Questa sezione descrive come integrare Plesk con un server DNS secondario (slave) esterno basato su Linux. Questo server copierà i dati di zona dal server DNS primario, ma non potrà modificarli.

L’integrazione può essere effettuata utilizzando l’estensione Gestione DNS secondario disponibile nel Catalogo estensioni della GUI di Plesk.

Nota

nel server in un determinato momento può essere installata solo una delle seguenti estensioni: Slave DNS Manager, Amazon Route 53 o DigitalOcean DNS. Tutte gestiscono il DNS ed entrano in conflitto, se installate insieme.

Configurare un server DNS secondario (slave):

Nota

Le seguenti istruzioni sono pensate per Debian Linux. La sequenza dei passaggi su altri sistemi Linux è la stessa. Tuttavia, i comandi e i percorsi ai file di configurazione potrebbero essere diversi.

  1. Installa BIND, se non è già installato. BIND è un software open source per la gestione del DNS. È possibile verificare se è installato nell’interfaccia :doc:`Gestione Servizi <59418>` nella sezione Strumenti e impostazioni > Gestione del server > Gestione di servizi, dove appare come «Server DNS (BIND)». Se BIND non è installato, è possibile installarlo con il seguente comando:

    apt-get install bind9
    
  2. Nel file named.conf sul server DNS secondario, aggiungere le seguenti informazioni richieste:

    • Abilita l’opzione allow-new-zones nella direttiva options. Se questa direttiva non esiste, è possibile aggiungerla.

    • Una chiave segreta.

    • L’indirizzo IP del server DNS primario e un’istruzione affinché BIND accetti le connessioni da esso.

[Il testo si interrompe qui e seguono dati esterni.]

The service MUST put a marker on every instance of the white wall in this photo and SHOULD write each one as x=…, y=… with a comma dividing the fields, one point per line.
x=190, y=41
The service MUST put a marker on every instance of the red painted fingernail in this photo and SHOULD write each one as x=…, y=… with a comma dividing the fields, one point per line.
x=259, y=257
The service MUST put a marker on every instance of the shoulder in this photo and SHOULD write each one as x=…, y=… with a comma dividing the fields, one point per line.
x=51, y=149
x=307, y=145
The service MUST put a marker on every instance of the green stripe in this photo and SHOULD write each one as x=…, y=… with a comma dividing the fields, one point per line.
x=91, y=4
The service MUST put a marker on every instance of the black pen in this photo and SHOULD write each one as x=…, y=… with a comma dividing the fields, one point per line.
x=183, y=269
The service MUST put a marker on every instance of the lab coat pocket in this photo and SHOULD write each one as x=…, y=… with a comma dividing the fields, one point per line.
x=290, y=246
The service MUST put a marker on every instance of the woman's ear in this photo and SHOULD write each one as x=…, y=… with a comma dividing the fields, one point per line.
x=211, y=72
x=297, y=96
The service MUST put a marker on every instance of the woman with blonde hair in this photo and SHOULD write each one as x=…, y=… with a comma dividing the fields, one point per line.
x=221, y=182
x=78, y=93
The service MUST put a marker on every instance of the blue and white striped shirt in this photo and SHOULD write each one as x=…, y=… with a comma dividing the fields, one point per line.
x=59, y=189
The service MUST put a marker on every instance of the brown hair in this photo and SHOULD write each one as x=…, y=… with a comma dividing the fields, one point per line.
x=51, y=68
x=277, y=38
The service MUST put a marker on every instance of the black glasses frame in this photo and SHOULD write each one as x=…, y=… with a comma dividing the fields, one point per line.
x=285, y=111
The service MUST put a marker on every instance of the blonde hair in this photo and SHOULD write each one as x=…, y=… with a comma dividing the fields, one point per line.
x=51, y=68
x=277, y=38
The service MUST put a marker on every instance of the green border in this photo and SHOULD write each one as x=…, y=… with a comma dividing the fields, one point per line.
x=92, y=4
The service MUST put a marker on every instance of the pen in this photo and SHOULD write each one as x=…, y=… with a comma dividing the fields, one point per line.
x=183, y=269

    Le aggiunte al file named.conf saranno simili al seguente esempio:

    options {
        ...
    allow-new-zones yes;
     };
    key "rndc-key-10.69.43.240" {
    algorithm hmac-sha256;
    secret "YTQ2OGZiY2E4MDliMTY5OThkOGYyYw==";
    };
    controls {
    inet * port 953 allow { 10.69.43.240; 127.0.0.1; } keys { "rndc-key-10.69.43.240"; };
    };
    
  3. Salva le modifiche apportate a named.conf, quindi riavvia il servizio BIND eseguendo il seguente comando:

    invoke-rc.d bind9 restart
    
  4. Per assicurarti di avere a disposizione una copia della tua chiave segreta, aggiungila al file /etc/bind/rndc.key. Ad esempio:

    key "rndc-key" {
        algorithm hmac-md5;
        secret "vwOxonI4n4CVRUhKAOAAIA==";
     };
    

Ecco fatto, il server di nomi secondario è configurato.

Nota

Se il tuo server Plesk è dietro un sistema NAT, il o i server DNS secondari devono trovarsi al suo esterno.

Configurare Plesk per un server DNS secondario (slave):

Per configurare Plesk in modo che riconosca il server DNS secondario, aggiungilo nell’estensione Slave DNS Manager.

Aggiungi il server secondario e specificane l’indirizzo IP e la chiave segreta. L’estensione creerà un file di configurazione con le impostazioni del server secondario per l’utilità rndc.

D’ora in poi, Plesk utilizzerà automaticamente i seguenti comandi per trasferire tutte le zone create, modificate ed eliminate al server secondario:

Creation

/usr/sbin/rndc -c slave.config addzone example.com '{ type slave; file "/var/lib/bind/example.com"; masters { <plesk_ip>; }; };'

Modification

/usr/sbin/rndc -c slave.config refresh example.com

Deletion

/usr/sbin/rndc -c slave.config delzone example.com

Ora, quando aggiungerai un dominio a Plesk, verrà creata automaticamente una zona DNS sia sul server secondario che sul server primario.

Ulteriori informazioni sull’algoritmo dell’estensione:

L’estensione Slave DNS Manager funziona secondo il seguente algoritmo:

  1. Registra un server secondario nelle impostazioni dell’estensione.

  2. L’indirizzo IP del server secondario viene aggiunto automaticamente all’elenco d’indirizzi autorizzati a trasferire zone di dominio dal server Plesk.

  3. Quando crei, modifichi o elimini una zona di dominio attiva in Plesk, Plesk crea, modifica o elimina la zona di dominio nel servizio DNS locale.

  4. Lo script si avvia e riceve il nome di dominio e il comando per creare, modificare o eliminare una zona di dominio.

  5. Lo script avvia il comando rndc ` <https://docs.redhat.com/en/documentation/red_hat_enterprise_linux/5/html/deployment_guide/s1-bind-rndc#s1-bind-rndc>`_ per ogni server secondario connesso.

  6. I server secondari sincronizzano le zone di dominio con quelle sul server Plesk.